Monday, 2 April 2018

Knee Deep


The next title in my randomly generated picks is Knee Deep, a game that came with a package of Wales Interactive Games along with the previously reviewed Late Shift.

Knee Deep is a visual novel so just give me a few minutes to find and re-read my Three Fourths Home review… okay done. Knee Deep is somewhat of an improvement over that pile of shite and not just because all of Knee Deep’s achievements unlocked when they were supposed to. It still hasn’t enamoured me to the visual novel genre but did show that Three Fourths Home is a blip even by the genre’s own standards. I wasn’t looking for another visual novel game to play – it was just cheaper to get the other games I wanted in a bundle.

Anyway, Knee Deep is a visual novel game where you are effectively watching a play with actors and you have to make dialogue decisions with three different protagonists – well, technically four but you spend the majority of the game following three of them so we will stick with three.

The story, after having played through the first act three times, is bizarre to the point of stupidity and that’s without going into the dialogue choices. I suppose revealing the end, even if the end makes no sense in its own context, is a spoiler so here is the warning.

What starts out as a murder investigation turns into exposing a political cover up. But in a dramatic twist, it turns out the political cover up is just a front for… bringing the dead back to life. In the form of a half-zombie. And then the town is swallowed by a sink hole. You can’t make this stuff up. Although, Knee Deep’s universe is proof that you actually can.

Turning to the characters themselves and the dialogue options, each of the three characters you control has a dialogue trait that allows you to play the game as a total freak. Romana can just say something strange in response to stuff, Jack can make belligerent comments and KC can make cynical comments. This was actually quite good at first but on multiple playthroughs, it gets exposed.

You are told as the start of the game that you cannot ‘lose’ but your choices change how people react to you. This is true in mini segments. You can be as strange or belligerent towards people as you want but they will inevitably go back to a fixed track dialogue that’s so lazily done, it makes no sense half the time. An example of this is when Romana makes strange comments, some people call her weird whereas others just churn out their pre-determined speech as if saying ‘Pineapple’ for no reason is perfectly normal.

Gameplay wise, there isn’t a lot. There are four, maybe five, bits where you have to do the computer game equivalent of a mini jigsaw puzzle but that’s it. The rest is incessantly clicking through endless, and sometimes pointless dialogue.

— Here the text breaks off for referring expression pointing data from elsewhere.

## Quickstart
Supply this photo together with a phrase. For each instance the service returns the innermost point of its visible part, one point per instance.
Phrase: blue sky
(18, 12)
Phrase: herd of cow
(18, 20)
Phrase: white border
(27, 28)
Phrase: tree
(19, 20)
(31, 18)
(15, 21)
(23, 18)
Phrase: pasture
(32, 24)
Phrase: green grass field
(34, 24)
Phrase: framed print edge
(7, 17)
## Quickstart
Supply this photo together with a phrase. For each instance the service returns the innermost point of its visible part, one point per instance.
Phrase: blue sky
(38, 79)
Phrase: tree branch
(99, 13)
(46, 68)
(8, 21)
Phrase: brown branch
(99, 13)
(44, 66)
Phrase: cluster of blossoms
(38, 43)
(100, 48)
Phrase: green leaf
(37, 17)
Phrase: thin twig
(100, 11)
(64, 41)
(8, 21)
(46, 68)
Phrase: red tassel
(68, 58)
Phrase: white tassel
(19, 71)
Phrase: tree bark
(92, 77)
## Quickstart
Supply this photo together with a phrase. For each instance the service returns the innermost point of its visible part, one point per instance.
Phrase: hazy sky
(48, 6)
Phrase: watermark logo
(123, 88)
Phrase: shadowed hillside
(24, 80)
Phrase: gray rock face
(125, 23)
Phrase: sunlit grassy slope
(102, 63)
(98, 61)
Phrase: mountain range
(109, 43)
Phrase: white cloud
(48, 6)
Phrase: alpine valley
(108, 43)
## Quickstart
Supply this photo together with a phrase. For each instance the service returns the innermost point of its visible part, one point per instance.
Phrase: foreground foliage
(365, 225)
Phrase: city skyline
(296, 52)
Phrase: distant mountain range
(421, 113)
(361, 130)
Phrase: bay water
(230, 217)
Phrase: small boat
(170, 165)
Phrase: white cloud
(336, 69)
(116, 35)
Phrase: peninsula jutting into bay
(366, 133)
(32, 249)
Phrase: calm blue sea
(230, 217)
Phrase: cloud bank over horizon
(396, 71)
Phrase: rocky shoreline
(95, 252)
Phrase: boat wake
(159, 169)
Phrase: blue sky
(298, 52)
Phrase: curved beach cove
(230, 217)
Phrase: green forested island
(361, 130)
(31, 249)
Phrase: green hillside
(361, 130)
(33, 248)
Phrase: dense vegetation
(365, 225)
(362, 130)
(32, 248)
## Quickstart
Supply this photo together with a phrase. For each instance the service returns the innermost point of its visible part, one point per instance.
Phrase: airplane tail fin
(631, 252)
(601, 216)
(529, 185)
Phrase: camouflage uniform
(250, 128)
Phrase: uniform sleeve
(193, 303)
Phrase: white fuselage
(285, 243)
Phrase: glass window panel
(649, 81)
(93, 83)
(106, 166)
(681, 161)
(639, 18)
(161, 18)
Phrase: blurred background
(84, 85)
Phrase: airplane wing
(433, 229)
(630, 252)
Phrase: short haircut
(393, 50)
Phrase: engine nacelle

The game also had a few glitches when I played. Sometimes a puzzle would start and the game would move on in the background and characters would talk over what was happening. On one of my subsequent playthroughs, when I skipped some dialogue, the character didn’t seem to like this and just carried on talking anyway.

The menus and dialogue selections are very clunky too. It felt like the game wasn’t ready for me to press buttons at certain points and I would have to press a button twice to select a dialogue choice or wiggle the analogue stick a lot to see if the menu was active. And even then, there was no guarantee the cursor would move to where I wanted it to go. It felt a lot like poor design.

Achievements – 1,000 Points – 43 Achievements

All of the achievements can be put into three categories. Story Related; Multiple Pathways and continuous selection.

There are 16 achievements for running through the game from start to finish and you will get some of the multiple-choice ones as you do.

Turning to the continuous selection ones, there are 9 achievements here. With your three characters, you have to select strange, cynical or belligerent dialogue options at every opportunity. If you don’t miss any, all 6 will unlock by the end of the second act. There are 2 achievements for each character. The bigger pain in the ass are the other three. You make reports as you play the game that show the public what’s happening in the story and these reports can either be cautious, edgy or inflammatory. You have to continuously select the same style of report to get three separate achievements associated with the styles. Thankfully this only applies to the first act. I think I would have killed myself if I had to play through the full game three times.

The other multiple pathways ones can all be obtained by leaving to the main menu after the first achievement unlocks and reloading. This is only really necessary in Act III since you have to play Act I three times anyway and there are no missables in Act II. The most notable ones for these involve taking an Opto test as both Romana and Jack. There are three outcomes for each character and you have to get all three for six achievements. Jack also has a belligerent response instead of taking the test so this one is actually 4 choices.

Downloadable Content – N/A

Knee Deep was a straight forward game completion that I did actually enjoy for the first couple of hours. It’s funny in places too but the dialogue inconsistencies and pretentious nature of some of the humour somewhat zapped my enjoyment. The last two partial playthroughs were not fun either. Still, for the achievement hunters, it’s an effortless 100%.